The battle for the consumer continues to intensify. Brands used to battle with their competitors for the direct relationship, but something new is happening. While I discuss it in much more detail in my second book, CTRL ALT Delete, I believe (with everything that I have) that the new battle for this direct relationship trumps the one you’re fighting with your competitor. Now, brands are doing battle with every other brand in the food chain that is being offered to a consumer. We have all types of businesses at attention. Think about it this way: if you buy one of my books, the author, the publisher, the publisher’s specific imprint, the book retailer and more are all fighting for you to connect to them. All of these brands want you to follow them on Twitter, like them on Facebook, subscribe to their YouTube channel and more. Each and every one of these brands wants you to "add them" in a myriad of digital channels. They want the exclusive opportunity to tell you all about the author… even in a world where the author can build this direct relationship on their own with fans. It makes the world of branding, marketing, advertising and communications that much more challenging.
Know when to hold ’em.
This past week, the online discourse around a customer who tried to cancel their cable service made the headlines (again). Some attacked the cable company, some blamed the customer service rep and some even scolded the unhappy customers. Then, today, that same company reported that profits had improved 15% this past quarter. This happens a lot. People moan, complain, tweet, blog and more about the inequities of a specific brand and yet – year on year – these companies grow their user base and increase profits much to the chagrin of the digital lynch mobs and to the adulation of Wall Street. We live in complex times. If you have your pitchfork out, it’s easy to think that companies like this (airlines and other businesses too) can maintain this level of profit and growth because they hold their customers hostage. After all, how hard is it to cancel a service? Ultimately, what you learn in this crazy world of business is that the more complex you make it for a customer to leave (think small print, clauses and made-up policies) the less likely they will be leave. Right? Create enough friction through time and money and it’s simply not worth it. Consumers will grin and bear it.
What have we become?
Last week, I spent some time in Silicon Valley (you can hear more about it right here: Adventures In Visiting Google, Facebook And Apple In Silicon Valley). A good chunk of my time was spent on the Google campus with Avinash Kaushik (Google’s Digital Marketing Evangelist, bestselling author of Web Analytics – An Hour A Day and Web Analytics 2.0). We were brainstorming, thinking, prodding and provoking one another. In that conversation, Avinash revealed that one of the brands he admired the most once remarked to him that the company does not consider anybody a customer until they have bought from them twice. It was as if the clouds had parted, the sun began to shine and hope for a new world was born. Why? Because, we know digital marketing. We know all about these customer (or fan) acquisition strategies that revolve around things like offering a contest to acquire an email address, and then considering these individuals hot leads/customers just because they were lured by a potential prize. We know all about consumers who have bought from a brand once, and then never again, but are bombarded with marketing spam to move a needle, because they are considered a customer (hey! they bought from us!). We are all too familiar with consumers who sign up for a service, become unhappy with it, but are forced into being customers for life (ok, that’s an over-exaggeration, but you get the point).

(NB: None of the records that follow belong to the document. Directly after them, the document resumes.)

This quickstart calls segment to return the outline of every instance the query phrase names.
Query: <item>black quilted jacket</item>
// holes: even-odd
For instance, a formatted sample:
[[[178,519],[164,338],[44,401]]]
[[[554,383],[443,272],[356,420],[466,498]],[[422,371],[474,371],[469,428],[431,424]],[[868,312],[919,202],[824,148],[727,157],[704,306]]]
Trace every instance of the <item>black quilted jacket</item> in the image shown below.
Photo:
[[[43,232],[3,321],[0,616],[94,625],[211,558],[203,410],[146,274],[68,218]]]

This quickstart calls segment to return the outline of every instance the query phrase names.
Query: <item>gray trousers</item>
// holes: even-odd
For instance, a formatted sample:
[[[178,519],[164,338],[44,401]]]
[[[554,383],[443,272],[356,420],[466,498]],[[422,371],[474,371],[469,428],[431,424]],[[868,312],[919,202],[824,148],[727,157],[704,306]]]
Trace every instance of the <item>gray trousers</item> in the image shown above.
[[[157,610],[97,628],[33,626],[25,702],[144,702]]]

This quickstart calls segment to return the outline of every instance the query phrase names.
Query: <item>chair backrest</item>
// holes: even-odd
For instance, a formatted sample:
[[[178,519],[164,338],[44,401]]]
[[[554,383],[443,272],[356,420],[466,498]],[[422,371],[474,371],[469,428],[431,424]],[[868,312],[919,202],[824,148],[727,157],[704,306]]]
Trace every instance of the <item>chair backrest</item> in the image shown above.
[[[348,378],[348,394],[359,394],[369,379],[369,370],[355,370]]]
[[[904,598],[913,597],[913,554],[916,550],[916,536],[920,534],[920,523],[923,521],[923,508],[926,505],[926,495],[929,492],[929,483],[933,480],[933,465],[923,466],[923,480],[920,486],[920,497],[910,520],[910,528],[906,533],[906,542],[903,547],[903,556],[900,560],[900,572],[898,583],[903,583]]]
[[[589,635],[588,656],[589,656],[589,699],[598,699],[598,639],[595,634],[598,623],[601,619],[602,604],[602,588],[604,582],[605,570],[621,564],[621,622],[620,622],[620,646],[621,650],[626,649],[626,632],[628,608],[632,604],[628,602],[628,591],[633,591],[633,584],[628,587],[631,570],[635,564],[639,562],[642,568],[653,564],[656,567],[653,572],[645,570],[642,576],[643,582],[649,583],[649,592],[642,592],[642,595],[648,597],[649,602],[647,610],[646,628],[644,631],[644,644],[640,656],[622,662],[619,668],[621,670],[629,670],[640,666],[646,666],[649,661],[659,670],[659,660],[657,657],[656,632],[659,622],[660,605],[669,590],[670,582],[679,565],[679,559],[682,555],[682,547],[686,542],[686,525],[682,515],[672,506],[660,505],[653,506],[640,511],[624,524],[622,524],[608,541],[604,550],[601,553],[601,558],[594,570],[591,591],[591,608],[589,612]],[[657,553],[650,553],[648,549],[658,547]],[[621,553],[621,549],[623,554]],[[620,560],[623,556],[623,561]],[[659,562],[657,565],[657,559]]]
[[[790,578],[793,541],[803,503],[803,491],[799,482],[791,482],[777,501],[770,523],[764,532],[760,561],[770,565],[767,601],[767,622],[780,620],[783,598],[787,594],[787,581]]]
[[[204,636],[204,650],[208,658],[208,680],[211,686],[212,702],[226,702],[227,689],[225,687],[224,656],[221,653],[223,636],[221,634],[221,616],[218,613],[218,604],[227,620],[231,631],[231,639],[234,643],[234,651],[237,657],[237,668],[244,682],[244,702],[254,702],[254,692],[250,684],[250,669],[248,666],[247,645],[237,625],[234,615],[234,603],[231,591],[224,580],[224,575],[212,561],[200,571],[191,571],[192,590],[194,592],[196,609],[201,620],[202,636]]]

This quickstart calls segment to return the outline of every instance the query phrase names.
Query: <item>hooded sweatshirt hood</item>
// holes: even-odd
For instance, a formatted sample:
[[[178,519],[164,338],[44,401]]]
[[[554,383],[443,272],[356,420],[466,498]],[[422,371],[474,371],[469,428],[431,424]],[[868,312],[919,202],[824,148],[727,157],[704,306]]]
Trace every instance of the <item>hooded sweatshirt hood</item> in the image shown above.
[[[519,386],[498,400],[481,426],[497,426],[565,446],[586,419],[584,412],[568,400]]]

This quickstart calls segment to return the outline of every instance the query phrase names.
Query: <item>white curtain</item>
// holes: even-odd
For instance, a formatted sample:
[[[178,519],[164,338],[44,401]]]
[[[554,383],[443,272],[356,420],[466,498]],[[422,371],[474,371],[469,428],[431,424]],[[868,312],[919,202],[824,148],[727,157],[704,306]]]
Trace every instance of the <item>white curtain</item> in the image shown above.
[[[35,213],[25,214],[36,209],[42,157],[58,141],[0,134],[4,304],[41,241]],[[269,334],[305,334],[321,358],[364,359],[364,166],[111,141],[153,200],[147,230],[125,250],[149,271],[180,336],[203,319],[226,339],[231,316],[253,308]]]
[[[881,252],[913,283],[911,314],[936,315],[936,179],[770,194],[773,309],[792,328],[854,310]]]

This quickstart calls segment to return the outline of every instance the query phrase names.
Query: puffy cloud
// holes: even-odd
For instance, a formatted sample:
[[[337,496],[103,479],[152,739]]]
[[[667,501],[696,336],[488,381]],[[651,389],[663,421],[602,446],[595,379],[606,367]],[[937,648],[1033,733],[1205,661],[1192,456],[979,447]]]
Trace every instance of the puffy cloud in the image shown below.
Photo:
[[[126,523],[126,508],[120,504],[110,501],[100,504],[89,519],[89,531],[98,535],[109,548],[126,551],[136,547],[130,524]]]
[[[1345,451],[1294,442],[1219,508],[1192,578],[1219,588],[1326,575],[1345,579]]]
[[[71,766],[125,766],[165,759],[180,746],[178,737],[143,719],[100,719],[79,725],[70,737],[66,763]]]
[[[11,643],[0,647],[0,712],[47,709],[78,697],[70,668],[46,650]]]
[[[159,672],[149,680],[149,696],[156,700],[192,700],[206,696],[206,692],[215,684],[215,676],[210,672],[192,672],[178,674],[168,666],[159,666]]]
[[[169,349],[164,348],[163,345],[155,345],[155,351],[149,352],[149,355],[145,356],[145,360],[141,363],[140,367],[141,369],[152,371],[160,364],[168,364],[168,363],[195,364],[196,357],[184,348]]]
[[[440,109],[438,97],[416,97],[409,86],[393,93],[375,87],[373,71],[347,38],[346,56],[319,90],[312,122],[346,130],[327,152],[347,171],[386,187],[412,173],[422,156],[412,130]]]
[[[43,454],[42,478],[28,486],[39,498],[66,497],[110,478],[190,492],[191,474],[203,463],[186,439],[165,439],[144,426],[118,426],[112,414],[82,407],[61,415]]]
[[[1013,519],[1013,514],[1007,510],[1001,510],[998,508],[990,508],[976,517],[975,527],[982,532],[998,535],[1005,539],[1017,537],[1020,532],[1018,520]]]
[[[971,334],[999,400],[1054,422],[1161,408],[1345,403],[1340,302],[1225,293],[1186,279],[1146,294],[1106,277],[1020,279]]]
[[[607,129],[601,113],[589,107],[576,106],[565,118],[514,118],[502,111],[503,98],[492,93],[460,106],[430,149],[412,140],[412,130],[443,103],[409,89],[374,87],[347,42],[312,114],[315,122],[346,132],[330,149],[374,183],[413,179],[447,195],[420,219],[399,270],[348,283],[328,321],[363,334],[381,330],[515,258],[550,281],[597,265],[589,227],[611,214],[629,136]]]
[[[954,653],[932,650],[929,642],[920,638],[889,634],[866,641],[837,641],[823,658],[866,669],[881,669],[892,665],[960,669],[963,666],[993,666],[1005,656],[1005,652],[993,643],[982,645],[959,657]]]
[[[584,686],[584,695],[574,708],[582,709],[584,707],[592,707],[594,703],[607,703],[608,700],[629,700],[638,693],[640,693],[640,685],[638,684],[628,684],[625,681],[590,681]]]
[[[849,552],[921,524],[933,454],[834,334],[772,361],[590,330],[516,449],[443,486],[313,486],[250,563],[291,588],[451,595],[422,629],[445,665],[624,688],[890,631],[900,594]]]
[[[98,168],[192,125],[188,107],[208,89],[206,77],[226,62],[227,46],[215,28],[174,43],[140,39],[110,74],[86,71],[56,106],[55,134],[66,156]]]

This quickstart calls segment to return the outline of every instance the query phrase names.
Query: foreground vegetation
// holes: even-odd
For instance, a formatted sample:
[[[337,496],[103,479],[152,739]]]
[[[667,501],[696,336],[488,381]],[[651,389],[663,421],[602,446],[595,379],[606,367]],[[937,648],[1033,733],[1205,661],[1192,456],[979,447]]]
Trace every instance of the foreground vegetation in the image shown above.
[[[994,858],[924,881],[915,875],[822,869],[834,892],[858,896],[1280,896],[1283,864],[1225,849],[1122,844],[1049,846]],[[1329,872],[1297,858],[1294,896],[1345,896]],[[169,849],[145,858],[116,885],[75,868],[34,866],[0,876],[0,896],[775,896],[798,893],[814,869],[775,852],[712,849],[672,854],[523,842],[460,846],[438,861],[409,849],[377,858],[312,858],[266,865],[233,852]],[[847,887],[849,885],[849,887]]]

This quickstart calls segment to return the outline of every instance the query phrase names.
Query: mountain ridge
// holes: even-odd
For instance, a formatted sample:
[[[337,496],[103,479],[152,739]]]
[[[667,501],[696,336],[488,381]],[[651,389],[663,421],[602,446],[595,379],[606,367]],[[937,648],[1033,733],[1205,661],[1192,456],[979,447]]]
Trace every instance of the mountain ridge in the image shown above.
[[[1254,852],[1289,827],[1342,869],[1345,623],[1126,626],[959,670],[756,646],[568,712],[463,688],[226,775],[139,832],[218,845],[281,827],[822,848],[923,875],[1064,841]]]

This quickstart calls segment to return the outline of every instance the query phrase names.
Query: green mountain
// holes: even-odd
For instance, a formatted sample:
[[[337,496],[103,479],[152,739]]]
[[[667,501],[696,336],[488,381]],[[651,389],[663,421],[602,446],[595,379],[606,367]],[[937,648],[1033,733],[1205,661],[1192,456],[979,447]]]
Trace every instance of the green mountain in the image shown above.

If I hear that Frozen song one more time…
BUT… let it go… let it go…can’t hold it back any more! (took some artistic interpretation there). If someone is unhappy, they are not a customer. A customer is not a customer. A happy customer is a customer. A customer is not a customer unless they bought from you twice (or more). A customer doesn’t care much about a brand, until they tell someone else how much they care (and why that other person should buy from them). Brands create rules, policies, laws and even incentives for their team members that are often misaligned with what a true customer is.
A customer is more than an email that a brand captures and much more than someone who purchased something once.